About the Church

We are an open church, and welcome all people without distinction.

We seek to know God more fully, and to follow the example of Jesus of helping people in practical ways, and of sharing God’s invitation to us all

St Andrew’s exists to be a spiritual resource for  both young and old. We try to create an atmosphere which helps people to reflect on the holiness of God, and what God means in our lives. Our services are thoughtful, musical, dignified, but also relaxed. The organ and choir lead our singing.

Every two months we offer Taizé style worship in the evening.

We believe Christians should try to make the world a better place. We support development work and Christian charities abroad, and we support work in Watford among the homeless, the less well-off,  and in the Town Centre.

Our hall is used by local community groups such as a pre-school, support groups, and other activities.

HISTORY

St. Andrew’s owes its location to the railway. A line was opened in 1837, and it was decided that a church was needed to serve the new population that this had created. Work began in 1853 and St Andrew’s became the first Anglican church to be built in Watford since the Reformation. It was designed by the noted architect S. S. Teulon, and was consecrated in 1857.

A south aisle was added in 1866 and a permanent north aisle in 1872.

In 1979 the north aisle was remodelled to provide a church hall and other facilities. A new foyer and accessible toilet were added in 2007.

The tower clock was presented in 1883, and also a peal of hemispherical chimes. In its prime the clock was so well-known for its accuracy that express train drivers were reputed to set their watches by it.
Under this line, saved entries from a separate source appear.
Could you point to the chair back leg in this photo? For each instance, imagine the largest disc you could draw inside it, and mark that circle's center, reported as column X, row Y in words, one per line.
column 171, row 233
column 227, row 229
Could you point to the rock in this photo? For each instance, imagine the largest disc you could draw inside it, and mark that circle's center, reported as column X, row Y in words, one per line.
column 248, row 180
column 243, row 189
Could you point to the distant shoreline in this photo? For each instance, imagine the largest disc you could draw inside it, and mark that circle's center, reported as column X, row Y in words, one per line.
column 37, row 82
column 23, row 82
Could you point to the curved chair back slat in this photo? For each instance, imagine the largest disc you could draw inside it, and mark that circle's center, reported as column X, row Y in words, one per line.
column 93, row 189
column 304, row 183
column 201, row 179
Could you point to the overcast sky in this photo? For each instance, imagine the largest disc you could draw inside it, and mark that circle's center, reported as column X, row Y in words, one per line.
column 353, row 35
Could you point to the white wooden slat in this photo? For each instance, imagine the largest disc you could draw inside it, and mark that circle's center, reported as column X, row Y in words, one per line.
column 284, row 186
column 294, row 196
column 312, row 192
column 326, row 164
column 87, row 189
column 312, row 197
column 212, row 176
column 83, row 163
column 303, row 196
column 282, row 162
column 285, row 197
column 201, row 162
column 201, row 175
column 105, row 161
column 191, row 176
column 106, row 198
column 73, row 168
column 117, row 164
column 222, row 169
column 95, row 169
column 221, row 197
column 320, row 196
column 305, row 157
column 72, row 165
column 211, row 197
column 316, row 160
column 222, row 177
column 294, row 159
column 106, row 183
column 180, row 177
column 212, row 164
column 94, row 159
The church has a fine three-manual organ, still in original condition, made by Brindley and Foster which was installed in 1883.

Most of the stained glass is Victorian, but the oldest windows, which came from a collection in Kensington, are nine Flemish medallions dating from around 1640. The strawberry design of their borders resembles a sample in the Victoria and Albert Museum.

More recently, the Church has been used as a location on several occasions, and will be familiar to viewers of EastEnders as one of a number of local churches used by the series for weddings and baptisms.